Pope Francis is now conceding Europe to Islam.
Speaking to the French newspaper La Croix this week, Francis equated Christianity to Islam, saying they both believed in conquest. Francis said, “It is true that the idea of conquest is inherent in the soul of Islam. However, it is also possible to interpret the objective in Matthew’s Gospel, where Jesus sends his disciples to all nations, in terms of the same idea of conquest.”
Of course, Jesus didn’t exactly tell his disciples to kill the infidels, but let’s not get picky.
Francis has been ignoring the practical realities of Europe absorbing thousands of Muslim migrants for some time; just recently, in April, he visited the Greek isle of Lesbos, then returned to Rome with a dozen Syrian refugees. He pontificated in Lesbos, “May all of our brothers and sisters on this continent, like the good Samaritan, come to your aid in the spirit of fraternity, solidarity and respect for human dignity,”
In the interview, Francis ignored the threat posed by the massive influx of migrants, intoning:
When I hear talk of the Christian roots of Europe, I sometimes dread the tone, which can seem triumphalist or even vengeful. It then takes on colonialist overtones … Yes, Europe has Christian roots and it is Christianity’s responsibility to water those roots.

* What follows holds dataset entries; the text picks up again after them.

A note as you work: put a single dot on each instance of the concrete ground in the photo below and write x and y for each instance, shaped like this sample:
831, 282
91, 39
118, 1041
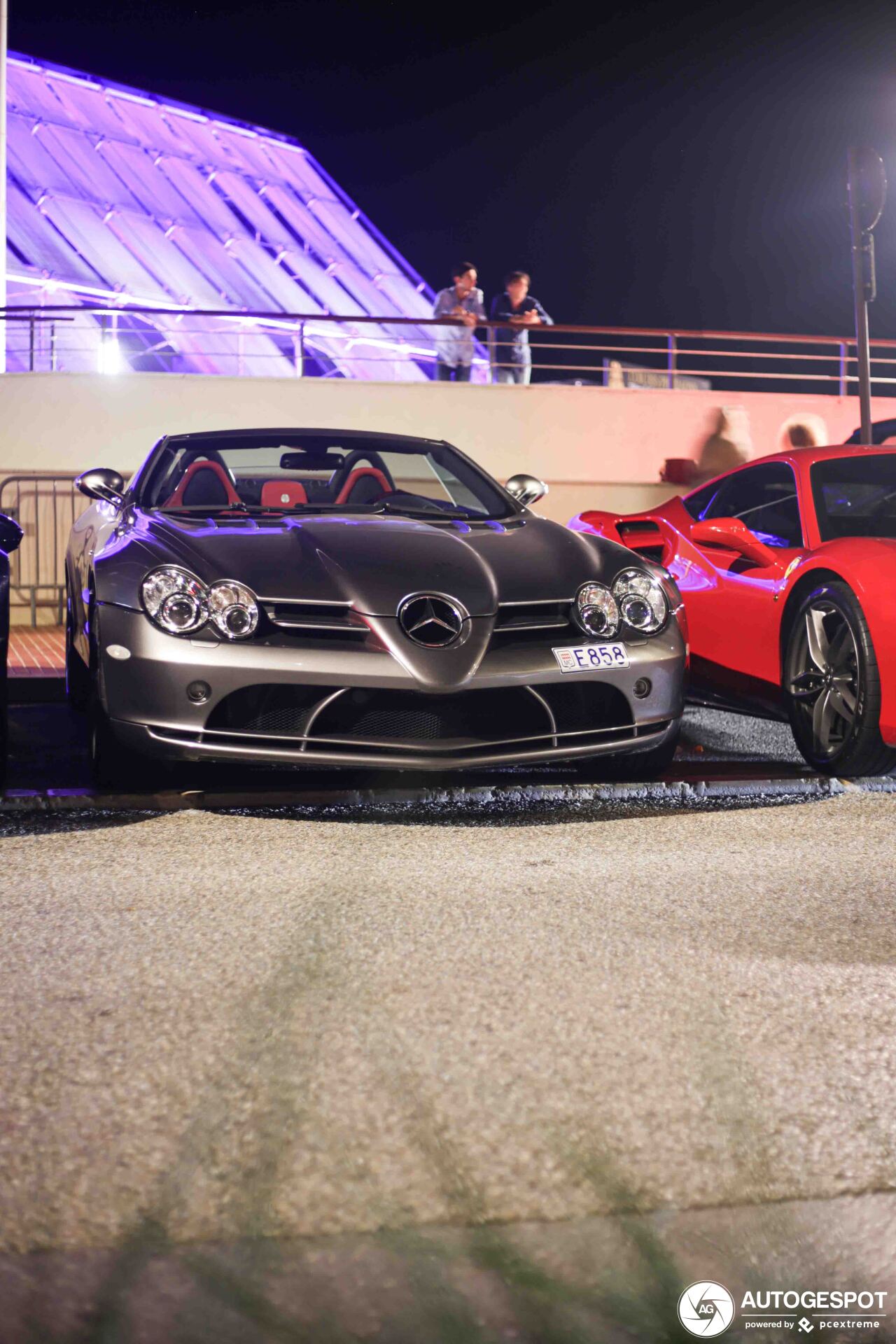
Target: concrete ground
317, 1025
260, 1025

But this must be done in a spirit of service as in the washing of the feet. Christianity’s duty to Europe is one of service. As Erich Przywara, the great master of Romano Guardini and Hans Urs von Balthasar, teaches us, Christianity’s contribution to a culture is that of Christ in the washing of the feet. In other words, service and the gift of life. It must not become a colonial enterprise.
Francis’ denial of Christianity’s mission to actively evangelize, albeit peacefully, is a betrayal of Christianity’s mission, and fits comfortably with his efforts to emasculate the faith, substituting the centrality of class warfare for moral rectitude and strength.
Sure enough, instead of blaming the massacre of Christians by Muslims on anything connected with the Islamic faith, Francis utilized the time-honored leftist mantra of crime being precipitated by poverty: “In Brussels, the terrorists were Belgians, children of migrants, but they grew up in a ghetto.”
“In Brussels, the terrorists were Belgians, children of migrants, but they grew up in a ghetto.”
Pope Francis, explaining away Islamic murderers
Asked what caused Islamic fanaticism, Francis doubled down on his perspective that poverty, not religion, caused the barbaric Islamic attacks, then segued into his usual condemnation of the free market system:
The initial problems are the wars in the Middle East and in Africa as well as the underdevelopment of the African continent, which causes hunger. If there are wars, it is because there exist arms manufacturers – which can be justified for defensive purposes – and above all arms traffickers. If there is so much unemployment, it is because of a lack of investment capable of providing employment, of which Africa has such a great need. More generally, this raises the question of a world economic system that has descended into the idolatry of money. The great majority of humanity’s wealth has fallen into the hands of a minority of the population. A completely free market does not work. Markets in themselves are good but they also require a fulcrum, a third party, or a state to monitor and balance them. In other words, [what is needed is] a social market economy.